Seu Arão e Carlinhos improvisando um som: “Eu já fiz quatro gols!”

Nestes tempos de jogadores de futebol mimados e técnicos sem pulso firme, vale se mirar no exemplo do seu Arão, o técnico que mais vezes comandou o Cervejas em seus quase vinte anos de existência.

Admirador do delegado linha-dura Antônio Lopes, meu pai não dava moleza: esbravejava com o time o jogo inteiro e infernizava os juízes. Porém, profissional que era, depois do jogo pedia desculpas aos apitadores e dava risadas com a gente.

Nas “resenhas” antes das partidas, meu pai sabia como ninguém simplificar a estratégia e motivar a rapaziada:

– Aqui não tem ninguém melhor do que ninguém, é tudo homem – costumava dizer.

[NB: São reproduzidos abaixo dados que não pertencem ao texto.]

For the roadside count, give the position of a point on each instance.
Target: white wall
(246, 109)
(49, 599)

Faz algum tempo que o seu Arão deixou de comandar o time, por conta de suas funções como vigia da Prefeitura, mas ainda acompanha os jogos quando pode e ainda fica doente com as vaciladas do Cervejas.

Lembro que nem mesmo o primeiro goleador que o Cervejas conheceu teve vida fácil com meu pai.

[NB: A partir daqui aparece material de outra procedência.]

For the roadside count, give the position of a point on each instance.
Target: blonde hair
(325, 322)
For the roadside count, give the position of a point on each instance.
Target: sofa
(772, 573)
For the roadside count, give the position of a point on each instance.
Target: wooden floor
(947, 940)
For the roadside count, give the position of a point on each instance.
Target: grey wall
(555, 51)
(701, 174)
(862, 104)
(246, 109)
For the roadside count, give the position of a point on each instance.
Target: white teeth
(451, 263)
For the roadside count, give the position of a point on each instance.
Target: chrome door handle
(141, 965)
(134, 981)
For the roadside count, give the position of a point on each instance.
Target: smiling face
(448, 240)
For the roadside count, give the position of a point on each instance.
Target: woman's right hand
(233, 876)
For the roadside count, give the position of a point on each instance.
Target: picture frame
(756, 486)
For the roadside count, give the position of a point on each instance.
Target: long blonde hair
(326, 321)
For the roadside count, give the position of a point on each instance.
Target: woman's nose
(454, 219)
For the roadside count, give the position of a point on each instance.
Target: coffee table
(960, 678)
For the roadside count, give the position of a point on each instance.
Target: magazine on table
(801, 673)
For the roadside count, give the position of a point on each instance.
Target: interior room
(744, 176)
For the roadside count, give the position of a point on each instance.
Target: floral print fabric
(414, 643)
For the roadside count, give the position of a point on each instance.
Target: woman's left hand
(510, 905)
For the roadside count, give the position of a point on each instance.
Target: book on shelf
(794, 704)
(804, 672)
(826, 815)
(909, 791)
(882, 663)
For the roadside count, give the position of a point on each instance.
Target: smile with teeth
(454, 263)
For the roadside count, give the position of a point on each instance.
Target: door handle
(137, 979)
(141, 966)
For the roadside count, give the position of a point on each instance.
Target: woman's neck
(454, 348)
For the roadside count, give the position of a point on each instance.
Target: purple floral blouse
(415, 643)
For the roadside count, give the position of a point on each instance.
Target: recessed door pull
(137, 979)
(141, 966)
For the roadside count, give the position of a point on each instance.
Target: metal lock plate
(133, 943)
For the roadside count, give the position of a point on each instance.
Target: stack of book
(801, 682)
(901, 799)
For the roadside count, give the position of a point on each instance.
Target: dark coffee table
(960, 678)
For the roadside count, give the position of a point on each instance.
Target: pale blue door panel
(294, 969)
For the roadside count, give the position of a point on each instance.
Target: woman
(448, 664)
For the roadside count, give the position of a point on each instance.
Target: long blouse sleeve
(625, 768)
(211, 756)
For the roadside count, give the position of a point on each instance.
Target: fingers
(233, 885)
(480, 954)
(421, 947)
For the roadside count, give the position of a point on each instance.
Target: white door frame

Carlinhos (o da Bodega do Porto) estava especialmente inspirado durante um jogo do terceiro campeonato que disputamos. Creio que foi na temporada de 1996. Foi no verão após terem dragado parte da praia do centro, para lá do rio que delimita o Baixio. Naqueles anos, o campeonato de futebol de areia era disputado nos domingos à tarde, não havia iluminação. Por causa da subida da maré, não terminou ali – o campo teve que ser mudado novamente para o Baixio.

Pois bem, enfrentávamos o time do Besc e o jogo estava realmente equilibrado. Não sei se num momento em que o Carlinhos perdeu uma bola, meu pai esbravejou:

– Calinho, seu m….! Não tás fazendo p… nenhuma!!!

No que o Carlinhos, em tom de desculpa, arrematou:

– Mas seu Arão, eu já fiz quatro gols!

De fato, os quatro gols do empate contra o bom time do Besc.
Num jogo seguinte, contra o Hora Certa, Carlinhos não teve o mesmo brilho. Depois de tropeçar na corda que delimitava o campo de jogo, ele caiu dentro d’água. Na saída, num impulso, tirou a camiseta encharcada. Tonho do Zeli, o juíz, não perdoou e expulsou o Carlinhos. Tomou um jogo de gancho por atitude antidesportiva.

Carlinhos continuou jogando no Cervejas mais algumas temporadas. Mas ele brilhava especialmente nos jogos comemorativos que promovíamos, os chamados Cervejas x Ressacas (o Ressacas era um combinado veterano de parceiros do Cervejas). Ao mesmo tempo, sua Bodega do Porto se tornou passagem obrigatória após cada jogo disputado. A casa sempre recebeu o time muito bem, mesmo depois da maior traição que poderíamos cometer: comemorar nosso melhor resultado em campeonatos, o vice de 2006, em outro boteco.